Church history is filled with examples of binding and loosing, and how the church has and continues to interpret God’s will for our lives.

  • For a long time, because God said in Genesis 3:16 that women should endure pain in childbirth, anesthesia wasn’t given to women experiencing difficult labor.
  • In the United States, Ephesians 6 was used to justify chattel slavery because it says that Slaves are supposed to obey their masters.
  • Women were prevented from following a call to ministry and ay leadership in the church because in 1 Corinthians Paul wrote that women were to keep silent and not teach men.
  • Clergy were even prohibited from presiding at marriages of people who had been divorced because Jesus said such marriages break the commandments.
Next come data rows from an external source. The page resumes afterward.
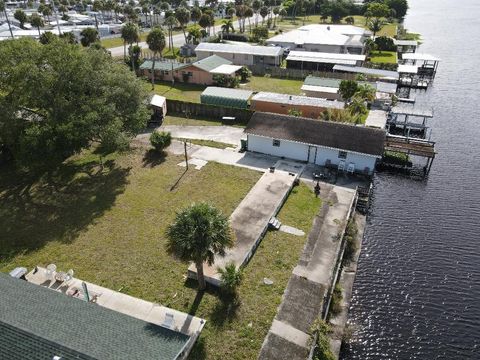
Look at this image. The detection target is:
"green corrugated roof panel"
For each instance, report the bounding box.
[192,55,232,71]
[0,274,190,360]
[200,86,253,109]
[140,60,190,71]
[303,75,342,88]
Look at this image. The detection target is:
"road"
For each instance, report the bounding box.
[107,15,275,57]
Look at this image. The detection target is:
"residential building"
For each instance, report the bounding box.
[245,112,385,175]
[195,43,283,66]
[250,91,344,119]
[267,24,371,54]
[0,269,204,360]
[140,55,241,85]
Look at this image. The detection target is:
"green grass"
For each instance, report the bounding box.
[0,150,320,359]
[239,76,303,95]
[370,51,397,64]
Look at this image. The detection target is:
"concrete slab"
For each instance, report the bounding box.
[278,224,305,236]
[259,184,355,360]
[177,158,208,170]
[158,125,245,146]
[188,160,303,285]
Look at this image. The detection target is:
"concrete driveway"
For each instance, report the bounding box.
[159,125,246,146]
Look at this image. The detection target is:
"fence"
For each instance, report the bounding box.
[167,100,253,125]
[249,64,355,80]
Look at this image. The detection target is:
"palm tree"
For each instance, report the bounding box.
[0,0,13,39]
[13,9,28,29]
[260,6,269,25]
[164,15,178,51]
[190,7,202,25]
[80,27,98,47]
[368,18,385,39]
[121,22,140,71]
[175,7,190,42]
[354,84,376,102]
[166,203,234,290]
[30,14,44,37]
[221,19,235,34]
[147,27,165,90]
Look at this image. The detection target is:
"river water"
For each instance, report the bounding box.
[342,0,480,360]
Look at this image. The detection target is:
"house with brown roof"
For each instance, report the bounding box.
[245,112,385,175]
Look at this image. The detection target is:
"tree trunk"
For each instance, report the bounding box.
[195,261,207,290]
[152,53,156,90]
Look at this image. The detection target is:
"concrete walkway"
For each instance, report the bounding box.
[158,125,246,147]
[259,183,355,360]
[188,160,304,285]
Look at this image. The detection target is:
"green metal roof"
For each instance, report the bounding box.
[192,55,232,72]
[0,273,190,360]
[200,86,253,109]
[303,75,342,88]
[140,60,190,71]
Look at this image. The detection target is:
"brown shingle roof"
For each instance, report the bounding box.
[245,112,385,156]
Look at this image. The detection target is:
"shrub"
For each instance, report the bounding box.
[150,131,172,152]
[217,262,243,294]
[310,319,335,360]
[375,36,397,51]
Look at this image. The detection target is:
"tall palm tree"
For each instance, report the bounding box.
[175,7,190,42]
[0,0,13,39]
[166,203,234,290]
[164,15,178,51]
[30,13,44,37]
[147,27,165,90]
[121,22,140,71]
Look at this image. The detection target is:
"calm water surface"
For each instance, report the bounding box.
[343,0,480,360]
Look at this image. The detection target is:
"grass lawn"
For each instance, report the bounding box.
[0,149,320,359]
[370,51,397,64]
[239,76,303,95]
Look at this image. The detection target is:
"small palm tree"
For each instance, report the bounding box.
[166,203,233,290]
[367,18,385,39]
[30,14,44,37]
[147,27,165,90]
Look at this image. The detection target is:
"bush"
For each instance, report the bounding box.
[150,131,172,152]
[217,262,243,294]
[375,36,397,51]
[310,319,335,360]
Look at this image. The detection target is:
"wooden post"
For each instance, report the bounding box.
[183,140,188,170]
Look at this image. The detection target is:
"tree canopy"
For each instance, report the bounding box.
[0,38,148,168]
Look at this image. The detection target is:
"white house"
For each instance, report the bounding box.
[195,43,283,66]
[267,24,371,54]
[245,112,385,175]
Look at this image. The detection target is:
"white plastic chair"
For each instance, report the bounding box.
[45,264,57,280]
[162,313,174,329]
[347,163,355,174]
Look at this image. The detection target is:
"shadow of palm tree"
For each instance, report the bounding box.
[0,157,130,261]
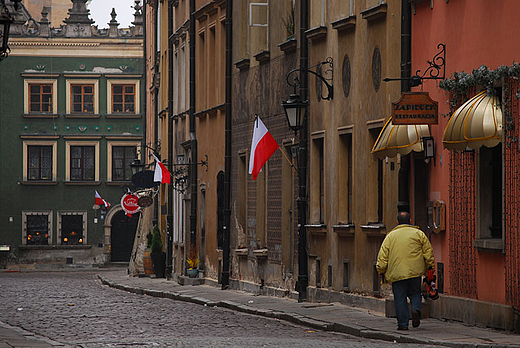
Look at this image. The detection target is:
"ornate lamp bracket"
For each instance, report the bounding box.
[383,43,446,87]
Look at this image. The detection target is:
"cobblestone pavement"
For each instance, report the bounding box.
[0,271,446,348]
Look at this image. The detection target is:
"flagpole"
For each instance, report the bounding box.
[278,147,298,174]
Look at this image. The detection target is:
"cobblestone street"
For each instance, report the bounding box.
[0,271,446,348]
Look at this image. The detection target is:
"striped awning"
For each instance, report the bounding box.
[442,91,502,150]
[372,117,430,158]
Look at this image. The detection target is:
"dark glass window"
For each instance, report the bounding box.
[29,83,52,113]
[70,85,94,114]
[61,215,83,245]
[112,85,135,114]
[70,146,96,181]
[27,146,52,180]
[112,146,135,181]
[27,214,49,245]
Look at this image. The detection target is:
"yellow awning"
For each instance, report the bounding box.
[372,117,430,158]
[442,91,502,150]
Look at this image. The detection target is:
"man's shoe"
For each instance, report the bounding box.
[412,309,421,327]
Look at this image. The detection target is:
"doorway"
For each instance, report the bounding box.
[110,210,139,262]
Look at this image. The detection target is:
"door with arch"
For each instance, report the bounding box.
[110,210,139,262]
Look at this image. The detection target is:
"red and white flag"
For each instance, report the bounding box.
[94,190,110,209]
[249,116,279,180]
[152,153,171,184]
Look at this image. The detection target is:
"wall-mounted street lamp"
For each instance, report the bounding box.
[282,56,334,302]
[0,0,22,61]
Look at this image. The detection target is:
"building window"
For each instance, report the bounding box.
[112,146,135,181]
[23,79,58,117]
[70,146,96,181]
[27,145,52,180]
[66,79,99,117]
[65,141,99,182]
[70,85,94,114]
[107,80,140,115]
[478,144,503,239]
[58,212,87,245]
[23,140,58,181]
[29,83,53,113]
[23,213,51,245]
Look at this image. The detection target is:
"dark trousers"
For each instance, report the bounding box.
[392,277,421,327]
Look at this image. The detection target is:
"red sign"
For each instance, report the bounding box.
[392,92,438,125]
[121,193,141,214]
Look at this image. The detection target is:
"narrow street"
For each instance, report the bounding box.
[0,271,446,348]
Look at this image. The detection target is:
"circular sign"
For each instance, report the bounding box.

As the church, thank God that through Jesus we have been empowered to bind and to loose that which does not follow the law of love! Jesus called us as his beloved community to this task long ago. He called us to discern as the church what should be bound if it had become deadly or harmful and to loose whatever should be an example of his law of love.

One person alone cannot discern such matters of faith and life. The community is essential, which is why the reconciliation Jesus spoke of is of crucial importance.

So, Faith Lutheran, what is it that must be bound, and what should be loosed? On my own, I can’t offer any answers. Yet as the church, as the assembled faithful, who claim faith in Jesus, it is our call, with the whole church of all the believers to engage with the law of love in this task of binding and loosing. I am sure that there will be times when each of us will be stretched as individuals. Stretched in our understanding of how we can truly love our neighbor as our self. Stretched beyond what we can possibly understand on our own.

I know that this is a big responsibility. Thanks be to God that we hold this with all of our siblings in Christ. Amen.